About Therianthropes

Therianthropes - beast-men or men-beasts - are a staple of literature. They exist nearly everywhere, and almost as far back as we have written records. Gilgamesh's friend Enkidu was a beast-man; Esau aka Edom in the first book of the Western Canon, Genesis, was a "hairy man", almost a beast-man.

In the Western tradition, beast-men tend to get narrowed down from the Greek satyr and the Roman faun, alternatively spirits of the wild, or "wild men", and spirits that haunt humanity, to the Northwestern werewolf.

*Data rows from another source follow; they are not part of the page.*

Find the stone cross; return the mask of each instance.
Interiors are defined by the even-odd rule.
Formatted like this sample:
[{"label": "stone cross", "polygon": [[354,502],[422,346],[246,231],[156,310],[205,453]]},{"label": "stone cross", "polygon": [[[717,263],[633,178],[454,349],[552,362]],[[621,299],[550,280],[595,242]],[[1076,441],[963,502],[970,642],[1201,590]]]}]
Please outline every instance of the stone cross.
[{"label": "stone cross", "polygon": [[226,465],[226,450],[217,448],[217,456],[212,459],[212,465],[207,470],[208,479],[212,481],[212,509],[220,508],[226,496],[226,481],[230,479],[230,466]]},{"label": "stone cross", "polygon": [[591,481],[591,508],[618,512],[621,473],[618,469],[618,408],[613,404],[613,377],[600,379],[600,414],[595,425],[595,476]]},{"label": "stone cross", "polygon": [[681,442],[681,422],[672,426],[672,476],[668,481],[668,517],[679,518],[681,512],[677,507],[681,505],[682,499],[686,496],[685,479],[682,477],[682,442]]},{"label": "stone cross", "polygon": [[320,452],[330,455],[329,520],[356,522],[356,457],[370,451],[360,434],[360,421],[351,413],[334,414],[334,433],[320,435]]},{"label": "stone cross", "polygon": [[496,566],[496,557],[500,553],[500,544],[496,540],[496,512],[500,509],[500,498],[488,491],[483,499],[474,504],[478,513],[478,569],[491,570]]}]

And he is amply covered in Sabine Baring-Gould's The Book of Werewolves, though without a requisite degree of skepticism.

The prospect of humanity actually creating beast-men and man-beasts, is also a staple of modern Speculative Fiction: Dr Moreau's Island, by H.G. Wells is the original novel that covered it, while Cordwainer Smith's Underpeople carried on the tradition, and David Brin's Uplift stories are a more current addition to the stable.

Lately, however, therianthropes have become a victim of the Hollywood machine, and have been quite systematically abused, their bones chewed up and spat out by a voracious therianthrope-eating public with very little idea of how non-domesticated animals actually live.

This site aims to bring that under scrutiny, and perhaps to even change the viewing and reading habits of the general public.